Menyikapi situasi perubahan dan perkembangan jaman, Pengawas Ketenagakerjaan perlu melakukan langkah adaptasi, maka APKI yang selama ini telah berdiri sejak tahun 2001, perlu dilakukan penyesuaian untuk menjawab kebutuhan di bidang pengawasan ketenagakerjaan. Dalam kaitan tersebut, APKI sebagaimana cita-cita pembentukannya hendaknya mampu berperan dalam meningkatkan profesionalisme, kemajuan, kesejahteraan, serta meningkatkan perlindungan harkat dan martabat pengawasan ketenagakerjaan.
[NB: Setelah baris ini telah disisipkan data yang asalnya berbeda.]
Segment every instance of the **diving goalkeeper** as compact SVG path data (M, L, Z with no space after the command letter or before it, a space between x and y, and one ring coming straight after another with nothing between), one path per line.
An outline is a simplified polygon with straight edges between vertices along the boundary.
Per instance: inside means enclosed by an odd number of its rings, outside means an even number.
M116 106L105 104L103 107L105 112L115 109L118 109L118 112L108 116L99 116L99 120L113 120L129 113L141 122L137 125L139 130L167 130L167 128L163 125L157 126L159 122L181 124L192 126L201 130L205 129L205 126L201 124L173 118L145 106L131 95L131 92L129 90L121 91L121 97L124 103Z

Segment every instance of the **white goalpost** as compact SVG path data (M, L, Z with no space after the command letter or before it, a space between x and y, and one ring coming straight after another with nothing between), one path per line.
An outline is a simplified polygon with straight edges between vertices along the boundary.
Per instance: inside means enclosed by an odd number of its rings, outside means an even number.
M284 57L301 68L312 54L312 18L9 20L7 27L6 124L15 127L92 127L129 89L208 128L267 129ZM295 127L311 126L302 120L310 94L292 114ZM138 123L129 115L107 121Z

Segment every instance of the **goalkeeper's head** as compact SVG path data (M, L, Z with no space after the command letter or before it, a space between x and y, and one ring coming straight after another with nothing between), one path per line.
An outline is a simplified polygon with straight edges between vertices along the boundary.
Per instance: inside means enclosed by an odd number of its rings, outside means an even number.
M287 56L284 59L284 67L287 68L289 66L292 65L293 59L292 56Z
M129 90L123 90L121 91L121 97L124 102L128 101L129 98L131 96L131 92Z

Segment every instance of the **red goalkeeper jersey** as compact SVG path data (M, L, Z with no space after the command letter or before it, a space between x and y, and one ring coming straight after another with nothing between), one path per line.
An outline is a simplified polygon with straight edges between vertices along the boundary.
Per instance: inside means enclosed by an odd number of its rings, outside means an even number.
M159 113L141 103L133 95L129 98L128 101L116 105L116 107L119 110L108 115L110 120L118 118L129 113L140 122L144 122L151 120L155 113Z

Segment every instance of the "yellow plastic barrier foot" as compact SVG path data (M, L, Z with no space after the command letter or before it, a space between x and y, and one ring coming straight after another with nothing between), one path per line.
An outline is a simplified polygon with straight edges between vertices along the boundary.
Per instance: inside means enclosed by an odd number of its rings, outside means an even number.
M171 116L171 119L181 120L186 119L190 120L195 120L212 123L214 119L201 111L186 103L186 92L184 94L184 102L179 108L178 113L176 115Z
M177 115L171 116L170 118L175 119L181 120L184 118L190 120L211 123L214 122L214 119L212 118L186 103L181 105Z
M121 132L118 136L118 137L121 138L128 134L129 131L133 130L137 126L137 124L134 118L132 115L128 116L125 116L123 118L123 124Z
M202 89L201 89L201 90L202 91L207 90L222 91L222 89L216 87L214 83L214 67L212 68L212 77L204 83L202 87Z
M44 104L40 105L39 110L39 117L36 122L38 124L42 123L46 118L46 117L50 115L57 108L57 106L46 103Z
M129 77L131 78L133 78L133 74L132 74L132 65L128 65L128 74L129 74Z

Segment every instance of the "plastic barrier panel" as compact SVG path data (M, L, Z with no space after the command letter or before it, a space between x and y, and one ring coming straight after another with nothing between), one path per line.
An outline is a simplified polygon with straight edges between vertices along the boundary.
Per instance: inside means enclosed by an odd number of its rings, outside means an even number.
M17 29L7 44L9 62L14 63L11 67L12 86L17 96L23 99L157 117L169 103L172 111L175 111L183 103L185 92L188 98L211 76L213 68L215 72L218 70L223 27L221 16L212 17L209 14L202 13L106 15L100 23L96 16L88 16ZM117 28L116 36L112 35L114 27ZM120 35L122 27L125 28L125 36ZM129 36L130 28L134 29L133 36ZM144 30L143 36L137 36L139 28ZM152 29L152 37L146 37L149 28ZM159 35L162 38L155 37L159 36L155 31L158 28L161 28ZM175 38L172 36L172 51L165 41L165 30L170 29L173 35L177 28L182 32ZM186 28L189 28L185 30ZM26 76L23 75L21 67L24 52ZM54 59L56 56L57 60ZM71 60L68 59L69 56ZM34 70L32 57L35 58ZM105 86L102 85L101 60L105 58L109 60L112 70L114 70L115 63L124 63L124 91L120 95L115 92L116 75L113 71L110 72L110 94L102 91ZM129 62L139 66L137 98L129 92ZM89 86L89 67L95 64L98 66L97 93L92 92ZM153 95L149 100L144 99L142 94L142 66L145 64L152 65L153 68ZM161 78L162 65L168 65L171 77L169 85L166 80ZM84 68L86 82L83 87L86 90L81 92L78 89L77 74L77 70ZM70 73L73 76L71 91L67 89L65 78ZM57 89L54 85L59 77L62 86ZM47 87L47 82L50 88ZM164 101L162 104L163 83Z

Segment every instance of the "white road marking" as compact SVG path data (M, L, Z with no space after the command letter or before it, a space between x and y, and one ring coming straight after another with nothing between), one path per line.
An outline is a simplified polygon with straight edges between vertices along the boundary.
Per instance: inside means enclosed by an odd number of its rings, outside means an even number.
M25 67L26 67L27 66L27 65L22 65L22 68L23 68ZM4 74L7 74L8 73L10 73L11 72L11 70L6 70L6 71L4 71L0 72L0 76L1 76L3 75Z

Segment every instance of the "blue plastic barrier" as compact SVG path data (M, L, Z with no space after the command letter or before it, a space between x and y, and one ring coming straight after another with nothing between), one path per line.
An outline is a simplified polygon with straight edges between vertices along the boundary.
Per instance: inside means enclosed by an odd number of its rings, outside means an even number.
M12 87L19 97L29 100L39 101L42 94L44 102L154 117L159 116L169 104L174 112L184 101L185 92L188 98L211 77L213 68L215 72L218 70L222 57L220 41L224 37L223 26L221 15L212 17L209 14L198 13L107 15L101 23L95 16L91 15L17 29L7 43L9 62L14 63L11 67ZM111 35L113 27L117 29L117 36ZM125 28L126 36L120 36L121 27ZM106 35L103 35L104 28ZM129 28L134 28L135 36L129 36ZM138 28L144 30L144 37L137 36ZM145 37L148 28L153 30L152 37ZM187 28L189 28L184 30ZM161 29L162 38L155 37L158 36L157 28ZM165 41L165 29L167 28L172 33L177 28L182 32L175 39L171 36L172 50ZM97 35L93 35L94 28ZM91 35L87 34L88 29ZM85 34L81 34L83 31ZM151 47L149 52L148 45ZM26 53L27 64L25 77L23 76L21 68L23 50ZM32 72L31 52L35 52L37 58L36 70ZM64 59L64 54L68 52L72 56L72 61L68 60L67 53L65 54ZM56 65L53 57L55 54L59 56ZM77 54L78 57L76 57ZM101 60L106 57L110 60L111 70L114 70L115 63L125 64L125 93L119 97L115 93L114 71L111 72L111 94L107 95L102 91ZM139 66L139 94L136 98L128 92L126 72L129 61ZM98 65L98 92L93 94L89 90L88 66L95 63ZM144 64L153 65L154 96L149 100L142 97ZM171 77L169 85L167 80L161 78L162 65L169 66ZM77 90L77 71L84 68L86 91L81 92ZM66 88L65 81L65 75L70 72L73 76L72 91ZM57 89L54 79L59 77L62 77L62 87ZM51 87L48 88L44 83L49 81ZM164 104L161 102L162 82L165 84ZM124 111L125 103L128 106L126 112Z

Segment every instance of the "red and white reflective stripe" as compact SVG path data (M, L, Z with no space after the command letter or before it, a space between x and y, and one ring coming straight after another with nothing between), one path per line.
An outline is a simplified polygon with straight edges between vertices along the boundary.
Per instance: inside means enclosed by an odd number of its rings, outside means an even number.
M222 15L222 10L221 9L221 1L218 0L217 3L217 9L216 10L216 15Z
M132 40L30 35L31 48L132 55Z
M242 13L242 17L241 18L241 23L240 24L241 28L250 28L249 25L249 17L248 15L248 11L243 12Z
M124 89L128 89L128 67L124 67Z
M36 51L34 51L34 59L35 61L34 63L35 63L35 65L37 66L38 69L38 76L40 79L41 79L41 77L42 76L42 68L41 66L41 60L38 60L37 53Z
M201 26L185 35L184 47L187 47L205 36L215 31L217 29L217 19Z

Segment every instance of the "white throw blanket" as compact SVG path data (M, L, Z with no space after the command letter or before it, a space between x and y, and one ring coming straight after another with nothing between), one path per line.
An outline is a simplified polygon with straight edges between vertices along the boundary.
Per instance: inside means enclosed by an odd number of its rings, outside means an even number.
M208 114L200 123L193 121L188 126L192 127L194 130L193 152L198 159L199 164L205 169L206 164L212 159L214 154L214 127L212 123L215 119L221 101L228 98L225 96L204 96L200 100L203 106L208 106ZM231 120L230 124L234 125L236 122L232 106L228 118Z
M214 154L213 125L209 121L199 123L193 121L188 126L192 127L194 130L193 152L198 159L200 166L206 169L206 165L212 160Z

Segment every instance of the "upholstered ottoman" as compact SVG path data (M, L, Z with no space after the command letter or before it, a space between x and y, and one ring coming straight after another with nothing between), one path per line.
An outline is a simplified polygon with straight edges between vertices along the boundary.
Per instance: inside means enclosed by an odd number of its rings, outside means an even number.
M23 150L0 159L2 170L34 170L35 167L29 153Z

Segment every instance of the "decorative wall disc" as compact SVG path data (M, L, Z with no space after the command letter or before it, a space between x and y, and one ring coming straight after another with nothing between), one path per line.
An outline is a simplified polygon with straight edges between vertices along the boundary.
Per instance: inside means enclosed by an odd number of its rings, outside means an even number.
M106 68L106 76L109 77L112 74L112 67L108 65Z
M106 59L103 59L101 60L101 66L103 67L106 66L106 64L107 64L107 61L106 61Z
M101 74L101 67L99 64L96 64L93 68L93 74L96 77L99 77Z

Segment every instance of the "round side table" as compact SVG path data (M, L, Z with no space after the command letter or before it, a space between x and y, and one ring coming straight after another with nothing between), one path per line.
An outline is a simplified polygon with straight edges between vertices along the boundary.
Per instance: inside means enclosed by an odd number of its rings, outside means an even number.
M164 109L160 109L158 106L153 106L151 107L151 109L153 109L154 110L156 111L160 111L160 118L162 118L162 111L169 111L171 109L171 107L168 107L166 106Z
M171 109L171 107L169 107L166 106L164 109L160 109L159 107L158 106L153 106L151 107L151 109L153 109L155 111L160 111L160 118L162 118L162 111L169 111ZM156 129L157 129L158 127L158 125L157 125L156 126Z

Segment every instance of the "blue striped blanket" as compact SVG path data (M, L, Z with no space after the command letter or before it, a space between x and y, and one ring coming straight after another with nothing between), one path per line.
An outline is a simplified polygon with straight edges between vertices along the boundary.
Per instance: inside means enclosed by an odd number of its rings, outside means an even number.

Untuk mewujudkan cita-cita tersebut perlu keikutsertaan dan optimalisasi peran seluruh potensi yang dimiliki, baik itu fungsional pengawas ketenagakerjaan, pengawas ketenagakerjaan yang menduduki jabatan struktural di bidang ketenagakerjaan maupun di luar bidang ketenagakerjaan, termasuk purna bakti pengawasan ketenagakerjaan yang terdaftar sebagai anggota APKI.


Selaras dengan Pasal 55 Peraturan Menteri Pendayagunaan Aparatur Sipil Negara dan Reformasi Birokrasi Nomor 30 Tahun 2020 tentang Jabatan Fungsional Pengawas Ketenagakerjaan, APKI sebagai organisasi profesi harus didaftar pada Kementerian Hukum dan Hak Asasi Manusia, sebagai pelaksanaan Peraturan Menteri Hukum dan Hak Asasi Manusia RI., Nomor 3 Tahun 2016 Tentang Tata Cara Pengajuan Permohonan Pengesahan Badan Hukum Dan Persetujuan Perubahan Anggaran Dasar Perkumpulan.


PEMBENTUKAN DPD APKI PROVINSI JAWA BARAT

Dewan Pengurus Daerah disusun oleh Ketua DPD P2KI terpilih dan disahkan melalui surat keputusan Ketua DPP APKI. Susunan Deawan Pengurus Daerah terdiri atas : 

a. Dewan Pembina Daerah;

b. Ketua;

c. Wakil Ketua;

d. Sekertaris;

e. Bendahara, dan

f.  Bidang


Susunan Dewan Pengurus Daerah tersebut lebih lengkap sebagaimana termuat dalam website DPD APKI Provinsi Jawa Barat ini.